Si elle est votée, cette loi corrigera un vide juridique longtemps décrié. L’article 319 du Code pénal voté en 1966, ne parle pas d’homosexualité à proprement parlée. Elle réprime seulement les actes impudiques ou contre-nature commis par des personnes du même sexe. Avec cette proposition, le Code pénal sera doté d’un délit d’homosexualité et de toutes pratiques assimilées. A savoir le lesbianisme, la bisexualité, le transgenre, l’intersexualité, la nécrophilie et la zoophilie. « Le phénomène de l’orientation sexuelle au sens large heurte la morale et les croyances, frise l’indécence, sape la cohésion sociale et détruit les fondamentaux du pays de valeurs que nous sommes. II prend des proportions inquiétantes et dangereuses », conclut l’exposé des motifs.

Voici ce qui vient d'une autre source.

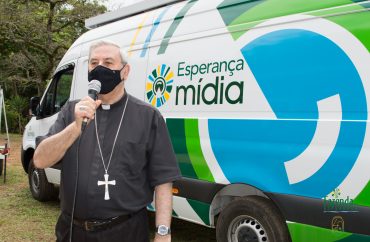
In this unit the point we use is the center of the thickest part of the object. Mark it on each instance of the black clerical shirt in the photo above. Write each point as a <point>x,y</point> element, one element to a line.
<point>142,159</point>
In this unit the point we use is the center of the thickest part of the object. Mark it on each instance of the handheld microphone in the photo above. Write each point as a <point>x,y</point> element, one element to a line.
<point>93,91</point>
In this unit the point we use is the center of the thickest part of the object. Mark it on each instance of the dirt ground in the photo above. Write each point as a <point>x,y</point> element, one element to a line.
<point>24,219</point>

L’apologie de l’homosexualité punie de 3 à 5 ans d’emprisonnement
Avec cette proposition de loi sur la criminalisation de l’homosexualité, ce sera la deuxième fois que le député Aliou Souaré portera un projet. Il sait donc que de la proposition au vote, il y a toute une procédure à laquelle le texte sera soumis. Son rôle s’arrêtera au dépôt ce mercredi sur la table du président de l’Assemblée nationale. Le projet est ensuite examiné par le bureau qui débat sur la recevabilité qui obéit à quelques conditions. «Si, par exemple, la loi comporte des aspects financiers qui peuvent modifier le budget, elle peut être irrecevable. Si au contraire, elle n’a aucune connotation financière et qu’elle ne fait que modifier une loi déjà existante, comme c’est le cas ici, elle est transmise au président de la République », dit Aliou Souaré. Après réception, Macky Sall aura un délai de 10 jours pour réagir. Au delà, la procédure reprend son cours avec la transmission du texte au niveau de la conférence des présidents qui choisit la commission qui devra étudier le texte. Normalement, le projet de loi sur la criminalisation de l’homosexualité devrait revenir à la commission des lois. La procédure prendra fin avec la présentation en plénière pour le vote du texte. Si aucune modification n’est faite, les homosexuels reconnus coupables d’actes contre-nature risquent jusqu’à 10 ans d’emprisonnement «sans possibilités de circonstances atténuantes ». Quant à l’acte sexuel commis avec un animal, il sera puni au maximum de 5 ans de prison. Ces mêmes peines s’appliqueront aussi à toute tentative de commission de ces infractions. Un fait inédit pour le Code pénal qui ne punit, pour le moment, que l’acte constitué. Autre durcissement de la loi voulue par «And samm jikko yi », il sera aussi institué un délit d’apologie à homosexualité «par tout moyen de diffusion publique ou le financement de toute activité relative à l’agenda Lgbt+ », avec une peine maximale de 5 ans ferme.